Middle schooler reaches Nationals in History Bee

Every year, thousands of high school, middle school and elementary school students compete in the National History Bee, designed to encourage and inspire knowledge among young pupils on a broad range of historical topics. When eighth-grader Amaris L. was first informed about the History Bee, she viewed it not as a competition among her peers, but as among one of her family members.

“I kind of just wanted to do it because my cousin did it when they were in eighth grade,” Amaris said. “I wanted to just beat them and get to the same level as them.”

Christina L’Heureux, Amaris’ mother, recalls how she first heard of the History Bee.

“She got interested in the History Bee because her cousin who lives in California won his History Bee competition last year and went to Nationals as an eighth-grader also,” Christina said. “It’s pretty exciting that we have two family members that will both have competed in the National History Bee.”

Amaris’ interest in history also seems to have been sparked by her frequent traveling to countries such as Greece, Italy, France and Spain.

“She enjoys traveling and as a family, we travel every summer,” Christina L’Heureux said. “When one travels you become interested in other cultures and the history of each country.”

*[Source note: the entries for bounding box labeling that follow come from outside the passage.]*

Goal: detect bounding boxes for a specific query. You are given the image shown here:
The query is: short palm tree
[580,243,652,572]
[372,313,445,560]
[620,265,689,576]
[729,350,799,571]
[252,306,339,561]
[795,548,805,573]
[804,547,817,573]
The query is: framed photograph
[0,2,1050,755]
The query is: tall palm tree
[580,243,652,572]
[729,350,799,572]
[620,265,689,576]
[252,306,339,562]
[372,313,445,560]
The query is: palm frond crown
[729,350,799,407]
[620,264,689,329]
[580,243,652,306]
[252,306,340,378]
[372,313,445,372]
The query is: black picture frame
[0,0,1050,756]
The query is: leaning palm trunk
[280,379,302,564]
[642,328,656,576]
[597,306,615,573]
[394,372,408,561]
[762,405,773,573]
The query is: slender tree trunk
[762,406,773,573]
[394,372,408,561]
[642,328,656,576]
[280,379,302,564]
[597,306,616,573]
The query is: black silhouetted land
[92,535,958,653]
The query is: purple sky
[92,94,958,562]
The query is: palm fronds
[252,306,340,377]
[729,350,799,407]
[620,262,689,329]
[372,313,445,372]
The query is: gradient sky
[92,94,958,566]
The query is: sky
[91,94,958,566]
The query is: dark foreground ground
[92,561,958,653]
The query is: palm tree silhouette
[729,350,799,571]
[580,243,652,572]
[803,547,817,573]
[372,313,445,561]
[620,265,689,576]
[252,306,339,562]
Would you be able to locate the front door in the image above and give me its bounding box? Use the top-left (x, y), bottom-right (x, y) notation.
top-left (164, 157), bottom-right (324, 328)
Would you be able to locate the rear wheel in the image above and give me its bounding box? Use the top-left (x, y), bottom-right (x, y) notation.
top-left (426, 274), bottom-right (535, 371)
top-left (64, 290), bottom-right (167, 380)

In the first stage of the History Bee, participating students take an Online Regional Qualifying Exam. The students with the top scores then advance to the second stage, where they compete in the buzzer competition. Amaris was supplied with a study guide and a list of websites to help prepare for the contest, then set off to become a National Finals Qualifier, meaning she was moving up to the national competition.

“They asked a question and if you knew the answer you buzz in,” Amaris said. “It was three different sections, and everybody got to do all three. At the end they just tally up the scores of who got the most right.”

The top regional finalists advance to the third stage: National Finals. This year’s National Finals will be taking place May 22-25 in Louisville, Kentucky.

“There [are] a lot of people there who have been studying for a whole year,” Amaris said. “I don’t think I’m going to win it, but I’m gonna go do it for fun.”

Despite her doubts, Amaris’ family stays helpful and reassuring.

“We are all so excited and happy that she will be going to represent West Shore,” Christina said. “She is very creative and artistic. We all support her in any way that we can to encourage her to try new things and use her talents to help others.”